İstanbul'da lisans ve Londra'da doktora yıllarımda, daha sonra da İstanbul Üniversitesi'nde akademik kadroda görev yaptığımda Turgutlu uzağımda ve özlemimde kaldı. Tarihçilik mesleğim sürdü; Ege ve Dokuz Eylül üniversitelerinde çalıştığım zamanlarda ise Kasaba'm yakınıma geldi; arada bir eşim Çiler ile ve bir süre sonra da oğlum Erdem'le oralı olan aile fertlerimizden, büyük saydıklarımdan ve arkadaş ve dostlardan hayatta bulunanların ziyaretlerine gittim; gözlemeye çalıştım olumlu/olumsuz gelişmeleri.
Ne var ki Kasaba'm büyüdükçe, nüfusunu arttırdıkça, ama beton duvarlarla ve motorlu taşıtlarla caddelerini daralttıkça ve en vahimi de Cumhuriyet Rejimi'nin kazandırdıkları yok sayılmaya başladığında, andığım şölen havası da yok oldu; gururum incindi; tarih bilgim tatsız sınavlardan geçti. 15 Temmuz (2015) kalkışmasından sonra -nedense- adı değiştirilen(!) "50.Yıl Cumhuriyet Meydanı"nda yer alan resmi kuruluşların birkaç sırada toplanan temsilcilerinin lütfettikleri bir çelenkle kutlanır oldu bu "Büyük Bayram".

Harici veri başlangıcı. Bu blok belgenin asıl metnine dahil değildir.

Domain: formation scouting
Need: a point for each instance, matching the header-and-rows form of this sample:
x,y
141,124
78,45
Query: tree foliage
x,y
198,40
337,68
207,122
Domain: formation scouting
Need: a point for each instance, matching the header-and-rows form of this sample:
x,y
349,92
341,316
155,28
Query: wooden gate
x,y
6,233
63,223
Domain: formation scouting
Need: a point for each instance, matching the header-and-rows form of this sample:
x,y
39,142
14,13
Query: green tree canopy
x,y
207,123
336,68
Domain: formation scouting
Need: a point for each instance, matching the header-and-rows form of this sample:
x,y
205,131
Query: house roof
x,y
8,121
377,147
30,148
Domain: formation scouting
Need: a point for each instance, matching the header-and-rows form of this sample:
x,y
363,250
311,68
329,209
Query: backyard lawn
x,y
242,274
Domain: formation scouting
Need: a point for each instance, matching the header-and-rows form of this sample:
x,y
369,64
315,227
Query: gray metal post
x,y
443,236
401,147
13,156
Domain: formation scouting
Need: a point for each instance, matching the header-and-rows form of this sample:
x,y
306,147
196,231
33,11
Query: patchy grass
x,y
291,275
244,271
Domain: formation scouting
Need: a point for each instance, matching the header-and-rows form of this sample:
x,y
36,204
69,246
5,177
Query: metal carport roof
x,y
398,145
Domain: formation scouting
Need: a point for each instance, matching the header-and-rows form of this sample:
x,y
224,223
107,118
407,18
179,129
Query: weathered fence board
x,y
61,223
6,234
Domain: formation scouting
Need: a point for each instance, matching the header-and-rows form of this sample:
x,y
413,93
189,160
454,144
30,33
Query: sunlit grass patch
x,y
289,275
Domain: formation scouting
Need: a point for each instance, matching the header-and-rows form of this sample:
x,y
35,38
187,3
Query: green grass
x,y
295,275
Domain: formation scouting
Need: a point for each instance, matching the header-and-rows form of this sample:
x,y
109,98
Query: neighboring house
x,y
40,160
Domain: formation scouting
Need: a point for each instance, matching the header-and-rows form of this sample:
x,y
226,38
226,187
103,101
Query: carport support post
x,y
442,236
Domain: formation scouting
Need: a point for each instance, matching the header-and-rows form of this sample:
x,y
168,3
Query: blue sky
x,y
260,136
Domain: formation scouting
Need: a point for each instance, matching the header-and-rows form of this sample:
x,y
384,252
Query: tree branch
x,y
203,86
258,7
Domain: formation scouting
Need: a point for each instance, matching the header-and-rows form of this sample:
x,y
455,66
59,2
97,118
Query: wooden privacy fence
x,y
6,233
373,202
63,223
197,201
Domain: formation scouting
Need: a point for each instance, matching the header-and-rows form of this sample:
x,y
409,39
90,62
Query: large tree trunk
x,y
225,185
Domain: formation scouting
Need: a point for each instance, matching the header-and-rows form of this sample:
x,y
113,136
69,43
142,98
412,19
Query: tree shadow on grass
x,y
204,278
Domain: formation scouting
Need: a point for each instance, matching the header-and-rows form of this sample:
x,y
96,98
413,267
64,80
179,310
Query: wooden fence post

Varoluş nedenimiz olan 19 Mayıs'ı, Kurtuluş Savaşı'nı, 7 Eylül'ü, 23 Nisan'ı ve şu günlerde yaklaştığımız 29 Ekim Cumhuriyet Bayramı'nı yıldönümlerinde coşkuyla anmak, anlamlandırmak çok önemli sayılmalıdır. Dinî bayramlarındaki heyecanı da unutmadan, küllerinden doğmuş olan Kasaba'daki varlığımızı, Cumhuriyet ilkelerinde yakalamaya çalıştığımız çağdaş değerleri -kemirilmesine ve doğa kıyımına izin vermeden- korumak en büyük amaç (vazife) olmalıdır. Tarihin yörüngesinde çok güzel dersler sıralanmıştır; İstiklal Mücadelesi gibi; laik, demokratik, sosyal hukuk devleti kurma çabaları gibi. Eğer ben tarihçiysem ve eğer bir tarih dersi verilecekse, bu anımsattıklarımın değerini haykırarak ortaya koyacak olanları cesaretlendirmek için çıkardım yola.